3 Minute Read
One of the most useful things we can do to build better habits is to surround ourselves with people who echo similar habits. But what if the people who love you the most (your family) don’t echo those habits at all?
It can feel a little lonely.
A few years ago, my wife wanted to run a marathon. I smiled and said I would cheer her on from the sidelines because no sane person would really want to run 26.2 miles for pleasure. I thought I was being a good husband.
The first week went by, and it wasn’t too bad. 30 minutes on a weekday or an hour on a Saturday. While she was running on the hard cement, I was enjoying some alone time (aka: Netflixing on my comfy couch).
As her training progressed, the amount of time she was gone gradually started to increase. The 30 minutes on a weekday transformed into an hour and I wouldn’t even see her on Saturdays until late morning or early afternoon. The whole “spending time by myself” thing was getting a little tiring.
One late Saturday morning, as Sara entered the apartment from one her long runs, I mentioned how this whole running thing was taking up her entire life. She simply answered back:
“If you want to spend time with me, you need to run with me. You aren’t helping me achieve what I want.”
So, I started running and here’s what I discovered:
It’s easier to run longer if you have someone by your side. If you’re surrounded by runners, you’re more likely to believe it’s reasonable to run every day.
Surround yourself with people who have the habits you want to have yourself. You’ll rise together.
Scripture is pretty clear.
Relationships transform lives. Those we choose to surround ourselves with will have a direct impact on who we are. Nothing sustains motivation better than belonging to the tribe. It converts a personal quest into a shared one. Previously, you were on your own. Your identity was singular. Now you are not. You are a part of a community that embeds this new identity and help behaviors last over the long run.

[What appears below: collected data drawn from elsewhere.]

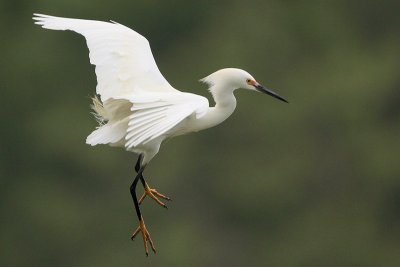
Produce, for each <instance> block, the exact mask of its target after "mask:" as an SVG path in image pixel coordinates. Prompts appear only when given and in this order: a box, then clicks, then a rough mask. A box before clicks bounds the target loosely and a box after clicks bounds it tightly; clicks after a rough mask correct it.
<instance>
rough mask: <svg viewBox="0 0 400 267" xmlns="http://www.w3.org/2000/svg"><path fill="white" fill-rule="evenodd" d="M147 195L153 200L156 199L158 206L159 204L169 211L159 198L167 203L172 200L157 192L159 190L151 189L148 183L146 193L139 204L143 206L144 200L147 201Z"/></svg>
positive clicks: (166, 207)
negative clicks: (149, 196)
mask: <svg viewBox="0 0 400 267" xmlns="http://www.w3.org/2000/svg"><path fill="white" fill-rule="evenodd" d="M147 195H148V196H150V197H151V198H152V199H154V201H155V202H157V204H159V205H160V206H162V207H164V208H166V209H168V207H167V205H165V203H163V202H162V201H161V200H159V199H158V198H159V197H160V198H162V199H165V200H167V201H170V200H171V198H169V197H167V196H165V195H163V194H161V193H159V192H157V190H155V189H153V188H150V187H149V186H148V185H147V183H146V186H145V188H144V193H143V195H142V197H141V198H140V199H139V204H142V202H143V200H144V199H145V197H146V196H147Z"/></svg>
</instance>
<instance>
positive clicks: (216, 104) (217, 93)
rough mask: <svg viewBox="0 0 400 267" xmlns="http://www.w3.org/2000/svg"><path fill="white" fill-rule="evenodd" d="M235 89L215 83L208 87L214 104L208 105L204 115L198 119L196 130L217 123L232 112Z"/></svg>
mask: <svg viewBox="0 0 400 267" xmlns="http://www.w3.org/2000/svg"><path fill="white" fill-rule="evenodd" d="M235 89H236V88H230V87H227V86H217V85H214V86H212V87H211V88H210V89H209V90H210V92H211V94H212V96H213V98H214V101H215V106H214V107H210V108H209V109H208V111H207V113H206V115H204V116H203V117H202V118H200V119H199V120H198V127H199V129H198V130H203V129H207V128H210V127H213V126H215V125H218V124H220V123H221V122H223V121H224V120H226V119H227V118H228V117H229V116H230V115H231V114H232V113H233V111H234V110H235V108H236V98H235V96H234V95H233V91H234V90H235Z"/></svg>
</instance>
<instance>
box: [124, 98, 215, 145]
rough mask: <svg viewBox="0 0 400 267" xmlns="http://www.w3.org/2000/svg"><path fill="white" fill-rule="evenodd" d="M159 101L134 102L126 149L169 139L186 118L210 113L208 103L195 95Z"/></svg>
mask: <svg viewBox="0 0 400 267" xmlns="http://www.w3.org/2000/svg"><path fill="white" fill-rule="evenodd" d="M157 97H158V99H157V98H155V100H154V101H146V102H141V101H140V100H138V99H136V101H132V102H133V105H132V108H131V110H132V115H131V116H130V117H129V123H128V130H127V131H128V133H127V135H126V136H125V139H126V144H125V147H126V148H127V149H131V148H133V147H136V146H138V145H141V144H146V143H147V142H149V141H151V140H154V139H156V138H158V137H160V136H162V135H166V134H168V131H169V130H170V129H172V128H173V127H175V126H176V125H178V124H179V123H180V122H182V121H183V120H185V119H186V118H189V117H190V116H191V115H195V116H196V117H197V118H199V117H201V116H203V115H204V114H205V112H206V110H207V109H208V100H207V99H206V98H204V97H202V96H198V95H194V94H189V93H181V92H179V93H177V94H168V96H165V97H164V98H161V99H160V96H157Z"/></svg>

Now let’s be clear. Your family and friends do not and should not mimic your same habits. They should, however, support and breathe life into what you want to achieve. So, how can you get your family and friends on board?
- Talk about it.
Sounds simple and clear-cut, but how will they know unless you tell them what you’re thinking?
- Model it.
Lead by example. This is your life, and it shows how much this portion of your life takes priority.
- Ask them to join.
Like I said before, your friends and family don’t and shouldn’t change their habits because you think they should. However, if the practice you’re trying to change is something they could participate in–why not ask them? It’s better together.
Today, may you breathe life into the relationships that surround you. May you realize that good habits are never instant and take thousands of little moments to achieve.